Dos hechos policiales ocurridos en el ámbito de la Dirección de Obras Sanitarias de la Municipalidad de Paraná guardan relación con un conflicto interno que la investigación está tratando de dilucidar. Por un lado, incendiaron intencionalmente una casilla histórica ubicada en la Toma Nueva; por otro, atacaron a tiros la camioneta utilizada por un funcionario del área.
Según se informó a ANÁLISIS, el primer suceso ocurrió el viernes 29 de mayo alrededor de las 3.30 de la madrugada, en calle camino Costero al final, donde se encuentra la Planta Potabilizadora de agua. Tras un llamado a la Policía, concurrieron al lugar dos móviles y los uniformados constataron que las llamas devoraban un galpón de unos siete por cuatro metros, de chapa con puntales de madera y piso de madera. Se trataba de un lugar histórico de 145 años de antigüedad, según refirieron conocedores del área municipal. El mismo se encontraba en desuso desde hacía bastante tiempo, y en su interior había muebles de madera y sillas. Llegaron los Bomberos Zapadores, sofocaron las llamas, pero los daños fueron totales.
El lugar posee cámaras de seguridad de la empresa Sentry que registró y comprobó que el hecho fue intencional: se observó que a las 3.20 una persona desconocida salió rápidamente desde el galpón y se retiró del predio por un alambrado.

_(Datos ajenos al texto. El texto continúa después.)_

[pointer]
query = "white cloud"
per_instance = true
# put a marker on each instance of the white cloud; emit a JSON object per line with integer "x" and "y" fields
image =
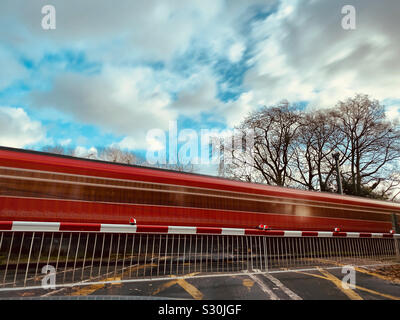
{"x": 10, "y": 67}
{"x": 236, "y": 52}
{"x": 17, "y": 129}
{"x": 302, "y": 53}
{"x": 123, "y": 101}
{"x": 393, "y": 113}
{"x": 84, "y": 152}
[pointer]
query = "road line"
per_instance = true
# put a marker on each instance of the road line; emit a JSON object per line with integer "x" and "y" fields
{"x": 264, "y": 288}
{"x": 338, "y": 283}
{"x": 281, "y": 286}
{"x": 357, "y": 287}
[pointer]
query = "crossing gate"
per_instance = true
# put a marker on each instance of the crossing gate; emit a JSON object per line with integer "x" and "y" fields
{"x": 30, "y": 251}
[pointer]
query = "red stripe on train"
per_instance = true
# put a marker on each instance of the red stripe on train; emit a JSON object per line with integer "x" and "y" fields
{"x": 158, "y": 229}
{"x": 5, "y": 225}
{"x": 66, "y": 226}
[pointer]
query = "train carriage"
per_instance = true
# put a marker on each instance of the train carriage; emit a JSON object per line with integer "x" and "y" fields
{"x": 38, "y": 186}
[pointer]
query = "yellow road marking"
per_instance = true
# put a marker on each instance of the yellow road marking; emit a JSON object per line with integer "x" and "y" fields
{"x": 248, "y": 283}
{"x": 362, "y": 270}
{"x": 189, "y": 288}
{"x": 357, "y": 287}
{"x": 338, "y": 283}
{"x": 377, "y": 275}
{"x": 90, "y": 289}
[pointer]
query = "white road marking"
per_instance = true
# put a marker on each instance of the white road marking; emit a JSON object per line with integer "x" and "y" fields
{"x": 264, "y": 287}
{"x": 281, "y": 286}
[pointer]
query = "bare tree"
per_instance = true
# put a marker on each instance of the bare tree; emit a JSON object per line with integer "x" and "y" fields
{"x": 59, "y": 149}
{"x": 319, "y": 137}
{"x": 372, "y": 144}
{"x": 115, "y": 154}
{"x": 275, "y": 130}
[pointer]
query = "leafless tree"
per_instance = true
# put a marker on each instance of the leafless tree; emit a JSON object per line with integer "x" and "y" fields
{"x": 372, "y": 144}
{"x": 115, "y": 154}
{"x": 275, "y": 130}
{"x": 59, "y": 149}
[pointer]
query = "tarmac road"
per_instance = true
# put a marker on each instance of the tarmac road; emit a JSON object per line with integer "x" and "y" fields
{"x": 305, "y": 284}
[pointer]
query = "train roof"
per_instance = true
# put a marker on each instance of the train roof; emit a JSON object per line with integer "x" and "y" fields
{"x": 38, "y": 160}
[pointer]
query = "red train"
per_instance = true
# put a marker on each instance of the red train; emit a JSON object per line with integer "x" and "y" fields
{"x": 37, "y": 186}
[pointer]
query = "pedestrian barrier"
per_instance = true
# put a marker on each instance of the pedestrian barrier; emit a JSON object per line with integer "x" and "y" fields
{"x": 30, "y": 251}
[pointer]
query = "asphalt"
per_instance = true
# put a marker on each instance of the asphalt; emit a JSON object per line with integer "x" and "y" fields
{"x": 312, "y": 284}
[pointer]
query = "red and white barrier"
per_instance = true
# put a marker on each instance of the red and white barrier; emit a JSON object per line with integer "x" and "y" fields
{"x": 30, "y": 226}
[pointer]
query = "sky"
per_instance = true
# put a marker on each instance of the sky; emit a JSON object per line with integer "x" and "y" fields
{"x": 111, "y": 71}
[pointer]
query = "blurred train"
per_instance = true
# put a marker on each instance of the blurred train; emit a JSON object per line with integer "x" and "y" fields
{"x": 37, "y": 186}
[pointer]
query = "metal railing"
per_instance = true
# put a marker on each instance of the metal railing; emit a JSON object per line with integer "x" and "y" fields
{"x": 77, "y": 255}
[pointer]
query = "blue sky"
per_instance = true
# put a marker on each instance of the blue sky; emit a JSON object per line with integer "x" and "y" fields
{"x": 109, "y": 73}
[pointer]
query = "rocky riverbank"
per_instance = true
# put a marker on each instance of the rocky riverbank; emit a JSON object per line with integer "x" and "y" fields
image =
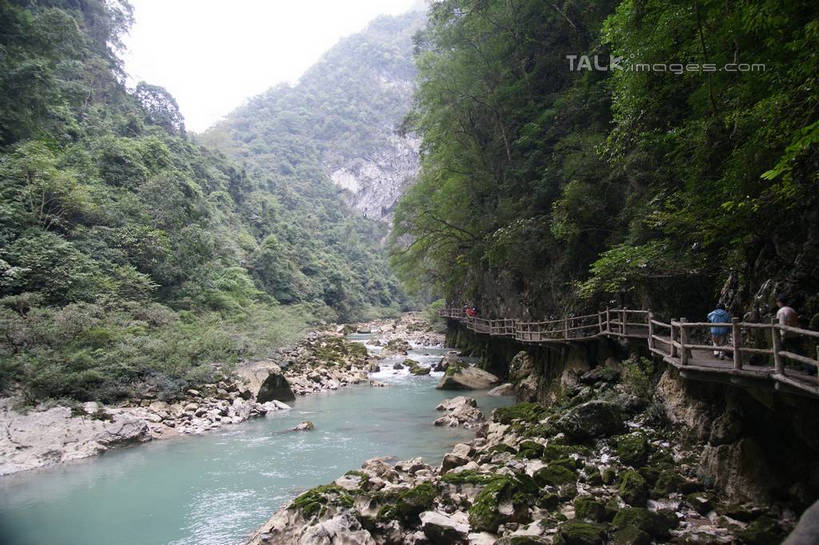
{"x": 43, "y": 435}
{"x": 323, "y": 361}
{"x": 601, "y": 464}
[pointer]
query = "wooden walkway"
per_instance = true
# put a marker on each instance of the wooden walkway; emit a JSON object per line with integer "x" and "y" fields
{"x": 754, "y": 351}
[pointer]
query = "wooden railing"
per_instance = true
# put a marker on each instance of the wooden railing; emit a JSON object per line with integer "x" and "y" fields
{"x": 752, "y": 350}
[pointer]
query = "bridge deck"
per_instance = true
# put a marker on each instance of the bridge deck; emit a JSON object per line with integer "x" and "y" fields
{"x": 680, "y": 344}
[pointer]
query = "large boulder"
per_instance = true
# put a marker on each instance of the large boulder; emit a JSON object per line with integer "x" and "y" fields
{"x": 263, "y": 381}
{"x": 591, "y": 420}
{"x": 468, "y": 378}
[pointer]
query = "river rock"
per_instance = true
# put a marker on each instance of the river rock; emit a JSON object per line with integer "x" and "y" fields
{"x": 460, "y": 411}
{"x": 45, "y": 437}
{"x": 503, "y": 390}
{"x": 442, "y": 529}
{"x": 304, "y": 426}
{"x": 468, "y": 378}
{"x": 263, "y": 381}
{"x": 591, "y": 420}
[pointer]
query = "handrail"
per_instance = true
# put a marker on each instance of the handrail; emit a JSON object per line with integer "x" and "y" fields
{"x": 680, "y": 347}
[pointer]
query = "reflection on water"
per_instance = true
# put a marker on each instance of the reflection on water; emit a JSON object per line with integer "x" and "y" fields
{"x": 214, "y": 489}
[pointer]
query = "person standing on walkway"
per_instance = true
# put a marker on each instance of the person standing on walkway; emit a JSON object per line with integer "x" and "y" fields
{"x": 719, "y": 335}
{"x": 788, "y": 317}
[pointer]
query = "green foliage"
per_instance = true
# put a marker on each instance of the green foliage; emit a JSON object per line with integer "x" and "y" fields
{"x": 132, "y": 259}
{"x": 549, "y": 189}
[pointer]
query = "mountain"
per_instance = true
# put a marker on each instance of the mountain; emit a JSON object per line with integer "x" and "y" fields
{"x": 341, "y": 119}
{"x": 136, "y": 262}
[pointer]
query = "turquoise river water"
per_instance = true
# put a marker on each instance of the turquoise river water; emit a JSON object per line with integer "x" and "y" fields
{"x": 216, "y": 488}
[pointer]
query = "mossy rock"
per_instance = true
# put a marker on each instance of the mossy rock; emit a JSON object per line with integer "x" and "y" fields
{"x": 414, "y": 501}
{"x": 554, "y": 475}
{"x": 630, "y": 536}
{"x": 654, "y": 524}
{"x": 468, "y": 477}
{"x": 668, "y": 482}
{"x": 609, "y": 475}
{"x": 587, "y": 508}
{"x": 548, "y": 501}
{"x": 633, "y": 449}
{"x": 519, "y": 490}
{"x": 530, "y": 449}
{"x": 316, "y": 500}
{"x": 701, "y": 502}
{"x": 633, "y": 488}
{"x": 762, "y": 531}
{"x": 575, "y": 532}
{"x": 503, "y": 447}
{"x": 527, "y": 412}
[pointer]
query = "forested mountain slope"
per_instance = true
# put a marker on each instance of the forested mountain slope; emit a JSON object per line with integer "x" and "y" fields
{"x": 133, "y": 259}
{"x": 341, "y": 119}
{"x": 545, "y": 189}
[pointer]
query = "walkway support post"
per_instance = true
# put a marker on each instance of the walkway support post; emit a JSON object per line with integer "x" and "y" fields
{"x": 683, "y": 341}
{"x": 736, "y": 341}
{"x": 779, "y": 365}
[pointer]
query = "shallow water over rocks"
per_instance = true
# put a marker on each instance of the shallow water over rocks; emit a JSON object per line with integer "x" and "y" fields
{"x": 216, "y": 488}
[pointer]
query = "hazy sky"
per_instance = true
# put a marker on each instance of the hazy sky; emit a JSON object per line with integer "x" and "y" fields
{"x": 213, "y": 54}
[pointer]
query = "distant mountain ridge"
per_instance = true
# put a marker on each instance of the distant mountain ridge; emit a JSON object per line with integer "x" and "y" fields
{"x": 342, "y": 117}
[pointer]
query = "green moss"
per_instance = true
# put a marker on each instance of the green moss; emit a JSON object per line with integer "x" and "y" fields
{"x": 654, "y": 524}
{"x": 527, "y": 412}
{"x": 468, "y": 477}
{"x": 520, "y": 490}
{"x": 316, "y": 500}
{"x": 587, "y": 508}
{"x": 762, "y": 531}
{"x": 630, "y": 536}
{"x": 530, "y": 449}
{"x": 633, "y": 488}
{"x": 575, "y": 532}
{"x": 633, "y": 449}
{"x": 554, "y": 475}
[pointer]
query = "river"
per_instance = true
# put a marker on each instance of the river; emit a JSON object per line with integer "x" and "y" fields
{"x": 216, "y": 488}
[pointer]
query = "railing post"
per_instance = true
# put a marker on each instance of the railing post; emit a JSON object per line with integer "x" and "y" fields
{"x": 736, "y": 341}
{"x": 779, "y": 366}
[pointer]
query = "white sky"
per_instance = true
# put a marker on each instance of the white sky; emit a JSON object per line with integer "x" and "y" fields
{"x": 213, "y": 54}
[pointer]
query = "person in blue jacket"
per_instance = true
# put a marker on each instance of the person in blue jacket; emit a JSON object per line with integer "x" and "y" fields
{"x": 719, "y": 335}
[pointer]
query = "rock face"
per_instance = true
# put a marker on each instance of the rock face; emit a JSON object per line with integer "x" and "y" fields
{"x": 468, "y": 378}
{"x": 42, "y": 438}
{"x": 264, "y": 382}
{"x": 459, "y": 411}
{"x": 592, "y": 419}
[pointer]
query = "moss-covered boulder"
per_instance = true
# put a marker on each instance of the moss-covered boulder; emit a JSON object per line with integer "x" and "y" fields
{"x": 530, "y": 449}
{"x": 654, "y": 524}
{"x": 554, "y": 474}
{"x": 591, "y": 420}
{"x": 762, "y": 531}
{"x": 588, "y": 508}
{"x": 633, "y": 449}
{"x": 633, "y": 488}
{"x": 668, "y": 481}
{"x": 630, "y": 536}
{"x": 316, "y": 501}
{"x": 504, "y": 499}
{"x": 575, "y": 532}
{"x": 527, "y": 412}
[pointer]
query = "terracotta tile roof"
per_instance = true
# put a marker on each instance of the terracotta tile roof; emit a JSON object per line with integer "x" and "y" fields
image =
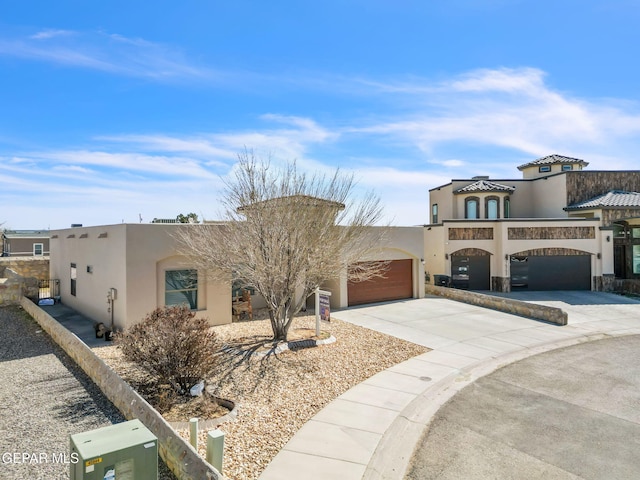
{"x": 552, "y": 160}
{"x": 614, "y": 198}
{"x": 485, "y": 186}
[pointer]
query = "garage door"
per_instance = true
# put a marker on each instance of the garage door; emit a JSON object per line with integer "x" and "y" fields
{"x": 552, "y": 272}
{"x": 471, "y": 272}
{"x": 396, "y": 284}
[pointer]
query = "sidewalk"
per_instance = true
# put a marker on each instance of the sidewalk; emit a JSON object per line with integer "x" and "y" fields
{"x": 370, "y": 431}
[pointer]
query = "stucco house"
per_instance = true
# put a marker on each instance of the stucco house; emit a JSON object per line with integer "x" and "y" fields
{"x": 559, "y": 227}
{"x": 128, "y": 270}
{"x": 25, "y": 243}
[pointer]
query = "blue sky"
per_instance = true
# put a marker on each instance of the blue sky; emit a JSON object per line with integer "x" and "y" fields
{"x": 115, "y": 110}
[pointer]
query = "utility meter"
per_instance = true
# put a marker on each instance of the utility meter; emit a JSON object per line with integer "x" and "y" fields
{"x": 125, "y": 451}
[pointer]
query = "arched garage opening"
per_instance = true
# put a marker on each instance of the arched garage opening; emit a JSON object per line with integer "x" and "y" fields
{"x": 551, "y": 269}
{"x": 396, "y": 284}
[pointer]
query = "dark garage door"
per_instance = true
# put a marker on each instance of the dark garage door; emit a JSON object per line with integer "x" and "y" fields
{"x": 471, "y": 272}
{"x": 396, "y": 284}
{"x": 552, "y": 272}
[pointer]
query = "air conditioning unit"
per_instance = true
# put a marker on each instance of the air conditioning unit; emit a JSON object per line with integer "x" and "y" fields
{"x": 125, "y": 451}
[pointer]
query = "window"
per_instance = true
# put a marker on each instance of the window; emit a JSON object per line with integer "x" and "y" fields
{"x": 471, "y": 209}
{"x": 492, "y": 208}
{"x": 74, "y": 276}
{"x": 181, "y": 286}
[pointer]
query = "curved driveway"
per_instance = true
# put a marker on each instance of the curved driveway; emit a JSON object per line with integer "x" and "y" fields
{"x": 371, "y": 430}
{"x": 565, "y": 414}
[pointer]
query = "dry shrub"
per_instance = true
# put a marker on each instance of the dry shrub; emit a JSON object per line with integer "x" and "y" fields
{"x": 173, "y": 346}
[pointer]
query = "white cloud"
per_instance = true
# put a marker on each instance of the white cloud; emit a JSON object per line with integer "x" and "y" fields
{"x": 110, "y": 53}
{"x": 51, "y": 33}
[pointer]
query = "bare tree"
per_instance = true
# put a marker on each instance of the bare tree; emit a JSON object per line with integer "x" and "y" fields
{"x": 285, "y": 233}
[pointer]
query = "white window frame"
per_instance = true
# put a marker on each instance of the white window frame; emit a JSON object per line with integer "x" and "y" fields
{"x": 193, "y": 305}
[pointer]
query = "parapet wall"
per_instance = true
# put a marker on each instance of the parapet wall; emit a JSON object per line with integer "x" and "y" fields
{"x": 507, "y": 305}
{"x": 179, "y": 455}
{"x": 27, "y": 267}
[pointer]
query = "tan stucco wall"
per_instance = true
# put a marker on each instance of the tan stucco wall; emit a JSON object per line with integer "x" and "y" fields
{"x": 129, "y": 258}
{"x": 437, "y": 244}
{"x": 400, "y": 243}
{"x": 549, "y": 197}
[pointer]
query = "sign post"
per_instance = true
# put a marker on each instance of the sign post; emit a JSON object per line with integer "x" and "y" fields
{"x": 323, "y": 308}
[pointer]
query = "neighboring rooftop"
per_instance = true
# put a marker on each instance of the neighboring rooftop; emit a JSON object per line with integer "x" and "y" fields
{"x": 614, "y": 198}
{"x": 485, "y": 186}
{"x": 553, "y": 160}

El responsable municipal, Diego Beber, director de producción y distribución de la planta, radicó la denuncia correspondiente.
Cuatro días después, apenas pasadas las 2 de la madrugada del martes 2 de junio, una ráfaga de disparos alarmó a los vecinos que descansaban en sus viviendas en el barrio Toma Nueva de Paraná. En calles El Armado y El Surubí, donde vive el coordinador de Personal de Obras Sanitarias de la Municipalidad, Daniel Alberto Rosell, habían atacado a balazos una camioneta de dicha Dirección que era utilizada por este funcionario. El hombre de 49 años llamó a la Policía, que constató que el vehículo Ford Ranger, interno 793 de OSM, presentaba a simple vista seis impactos compatibles con proyectiles de arma de fuego. Además, en las proximidades sobre la calle se localizaron dos vainas servidas calibre 9 milímetros, por lo cual trabajó en el lugar el personal de la Policía Científica.
Un vecino contó que observó una moto tipo Skua, con dos hombres a bordo saliendo del lugar, aunque no pudo dar mayores precisiones.
Rosell aportó al personal de la comisaría 14°, como posible móvil del atentado, que mantuvo un altercado con un empleado de Obras Sanitarias, llamado Facundo Ruhl. Este hombre era sereno del lugar donde habían incendiado el galpón y tras este hecho lo había trasladado desde ese sector de la bomba de agua la central de calle Rondeau, donde funciona el centro de potabilización y distribución de agua. Esta medida habría desatado un conflicto que el funcionario señaló como contesto del grave suceso.
Por otra parte, conocedores del área municipal no dejaron de mencionar lo extraño del suceso del incendio que, lejos de tratarse de un hecho vandálico aislado, es algo muy extraño que sucede en el marco de especulaciones con el uso clandestino que podrían haberle dado a ese espacio. Se indicó además que Rosell le había puesto candado al galpón, por algún motivo que los demás empleados desconocen.
Desde la Jefatura Departamental Paraná se informó que el hecho se encuentra bajo investigación y que la Fiscalía pasará la causa a la Dirección General de Investigaciones e Inteligencia Criminal para intentar avanzar en la dilucidación de ambos hechos.